When Robert Arkesteijn cycles home after a working day, he considers himself lucky. As a physiotherapist in Amsterdam, he sees people with injuries, painful backs and work-related complaints on a daily basis. Most of the time he manages to take care of the worst pain during the first session.

“This profession gives me a great sense of satisfaction. You notice an immediate improvement. People who can barely move when they arrive, leave our clinic feeling happy and fit after only a few treatments.”

Arkesteijn holds a degree in physiotherapy from the University of Amsterdam after successfully completing a course at CIOS in Arnhem. Three years of work as an independent therapist taught him that the schedules of current patients often clash with the office hours of their therapists.

He founded FysioCity, a collective of ten physiotherapists in Amsterdam who work from early morning until late in the evening. “People can book an appointment online; and because our clinics are based in a gym; SportCity, our working days are long and flexible.”

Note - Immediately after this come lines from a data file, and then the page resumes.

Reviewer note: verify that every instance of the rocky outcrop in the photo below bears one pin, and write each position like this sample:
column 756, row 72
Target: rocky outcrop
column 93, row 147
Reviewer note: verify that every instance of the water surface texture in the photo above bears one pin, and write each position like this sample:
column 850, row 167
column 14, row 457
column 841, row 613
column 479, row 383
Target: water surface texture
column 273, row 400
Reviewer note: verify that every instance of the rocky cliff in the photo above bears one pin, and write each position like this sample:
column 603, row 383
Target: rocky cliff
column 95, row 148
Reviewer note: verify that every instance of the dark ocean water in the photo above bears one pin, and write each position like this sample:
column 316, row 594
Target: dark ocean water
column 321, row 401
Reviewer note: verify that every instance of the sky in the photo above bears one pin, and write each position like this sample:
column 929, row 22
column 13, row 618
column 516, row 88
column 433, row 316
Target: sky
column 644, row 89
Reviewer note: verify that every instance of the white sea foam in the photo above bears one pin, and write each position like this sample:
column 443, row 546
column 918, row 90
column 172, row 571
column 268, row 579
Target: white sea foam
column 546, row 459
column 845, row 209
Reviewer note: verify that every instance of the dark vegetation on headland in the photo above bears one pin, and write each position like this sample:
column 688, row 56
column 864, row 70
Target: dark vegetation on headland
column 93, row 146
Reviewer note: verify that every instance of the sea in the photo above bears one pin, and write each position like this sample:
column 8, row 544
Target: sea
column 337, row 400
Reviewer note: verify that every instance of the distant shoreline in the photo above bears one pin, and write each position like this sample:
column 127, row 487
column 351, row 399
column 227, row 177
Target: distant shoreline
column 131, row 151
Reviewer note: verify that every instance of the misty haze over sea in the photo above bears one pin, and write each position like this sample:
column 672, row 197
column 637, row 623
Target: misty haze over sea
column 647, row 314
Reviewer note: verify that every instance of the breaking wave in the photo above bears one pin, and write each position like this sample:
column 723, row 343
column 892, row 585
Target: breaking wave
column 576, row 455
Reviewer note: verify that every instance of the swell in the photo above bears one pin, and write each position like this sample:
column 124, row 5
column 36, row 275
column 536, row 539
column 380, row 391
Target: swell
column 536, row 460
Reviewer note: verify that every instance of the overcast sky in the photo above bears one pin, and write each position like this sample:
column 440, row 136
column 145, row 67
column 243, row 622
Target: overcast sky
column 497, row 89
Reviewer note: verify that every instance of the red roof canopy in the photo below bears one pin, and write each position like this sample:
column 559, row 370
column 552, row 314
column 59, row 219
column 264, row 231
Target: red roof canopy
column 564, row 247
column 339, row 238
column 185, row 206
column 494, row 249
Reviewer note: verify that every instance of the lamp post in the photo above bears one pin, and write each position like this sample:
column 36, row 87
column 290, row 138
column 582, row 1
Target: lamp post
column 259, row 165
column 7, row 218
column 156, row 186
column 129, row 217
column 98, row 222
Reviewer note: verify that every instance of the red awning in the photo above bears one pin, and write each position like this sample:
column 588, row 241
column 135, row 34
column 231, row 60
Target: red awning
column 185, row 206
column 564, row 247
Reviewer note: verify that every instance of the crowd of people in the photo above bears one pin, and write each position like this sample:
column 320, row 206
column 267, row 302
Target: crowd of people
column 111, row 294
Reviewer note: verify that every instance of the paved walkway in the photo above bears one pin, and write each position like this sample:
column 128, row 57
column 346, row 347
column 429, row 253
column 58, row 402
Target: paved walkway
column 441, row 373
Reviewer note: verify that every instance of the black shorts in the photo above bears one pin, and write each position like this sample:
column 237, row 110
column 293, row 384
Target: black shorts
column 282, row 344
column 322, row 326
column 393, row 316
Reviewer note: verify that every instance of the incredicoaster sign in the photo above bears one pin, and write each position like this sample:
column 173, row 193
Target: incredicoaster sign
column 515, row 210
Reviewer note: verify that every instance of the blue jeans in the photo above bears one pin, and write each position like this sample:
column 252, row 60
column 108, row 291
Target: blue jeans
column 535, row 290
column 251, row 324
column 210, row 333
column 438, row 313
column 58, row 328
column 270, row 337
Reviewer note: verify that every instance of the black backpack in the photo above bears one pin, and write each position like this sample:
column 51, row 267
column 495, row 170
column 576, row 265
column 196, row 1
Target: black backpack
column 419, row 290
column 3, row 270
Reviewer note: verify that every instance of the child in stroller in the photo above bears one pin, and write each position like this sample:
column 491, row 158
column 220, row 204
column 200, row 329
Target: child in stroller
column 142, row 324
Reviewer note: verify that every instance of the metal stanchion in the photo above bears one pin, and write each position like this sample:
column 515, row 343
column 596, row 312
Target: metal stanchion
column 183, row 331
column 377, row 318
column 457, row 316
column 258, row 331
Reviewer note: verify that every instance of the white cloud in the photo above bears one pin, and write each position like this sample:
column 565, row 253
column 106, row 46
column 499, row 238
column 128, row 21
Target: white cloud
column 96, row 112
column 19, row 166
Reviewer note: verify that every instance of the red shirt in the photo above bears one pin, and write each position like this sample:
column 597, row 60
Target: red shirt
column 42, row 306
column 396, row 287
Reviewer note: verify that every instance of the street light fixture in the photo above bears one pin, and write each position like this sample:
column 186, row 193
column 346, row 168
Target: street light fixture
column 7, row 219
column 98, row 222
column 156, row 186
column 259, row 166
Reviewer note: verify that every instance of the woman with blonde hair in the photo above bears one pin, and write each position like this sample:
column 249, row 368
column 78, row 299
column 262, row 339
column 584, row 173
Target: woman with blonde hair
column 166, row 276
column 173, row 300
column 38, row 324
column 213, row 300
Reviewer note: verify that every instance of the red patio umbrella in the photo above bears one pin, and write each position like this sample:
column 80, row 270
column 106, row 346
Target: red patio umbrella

See a physiotherapist within 24 hours

At FysioCity, you can book an appointment online and see someone within 24 hours, making it possible for patients to find themselves on the treatment table within no time at all.

Arkesteijn: “It is true that there are other clinics that offer the same online booking service. However, that only works for existing clients that have already registered as a patient. What makes us unique is that if you suffer from back pain late on a Friday evening, you can book an appointment with us immediately, even if it is the first time. You can choose a location, a therapist and a time - and then book your appointment for Saturday morning.”

Without a referral

Since 2006, you no longer need a referral from your GP or medical specialist if you want to be reimbursed for seeing a physiotherapist. An important step, says Arkesteijn, "Although not many people are aware that this has been the case for over ten years now." 

“Physiotherapy has developed enormously in recent years- from massage therapy and dry needling to specific training and trigger point treatments. Because we are doing more sedentary work, the need for treatments is growing. There is a surprisingly high number of people with back problems. And the same goes for people with neck complaints. Although we also have many people coming in with lingering sports injuries such as heel spurs or knee issues. In short: we are mostly dealing with people who have moved in ways that are unnatural for the human body.”

Extensive opening hours

FysioCity started on April 1, 2017, with four physiotherapists; now there are ten. “Everyone works in five- or six-hour shifts. This is how we can offer our extensive opening hours, from 7am to 11pm on weekdays and until 7pm during weekends," says Arkesteijn.

The ten therapists also meet up regularly. Not only to "enhance the team spirit" but also to share experiences.

Personal approach

According to Arkesteijn, physiotherapy is very much a personal matter: “We approach all our patients in a unique and personal way. Treating a pain complaint or a health problem successfully means going on a journey together: There must be a relationship based on trust between practitioner and patient. Is the patient aware of their exact complaints? Are they prepared to do the exercises at home that will improve their condition? These questions can only be answered properly if the relationship between both parties is good.”

Professional deformation

Arkesteijn - who until recently played baseball for the Amsterdam Pirates - keeps fit by working out in the gym. And, of course, by cycling through the city every day.

“Wherever I go, I always look at everything from a physiotherapist's point of view. I always notice people walking around with knee or hip problems. Sometimes I really have to restrain myself - it's so tempting to quickly give some help and advice. I don’t mind admitting that I suffer from professional deformation in that sense. It is a delicate balance: the difference between waking up in pain and feeling fit in the morning often lies in a tiny detail.”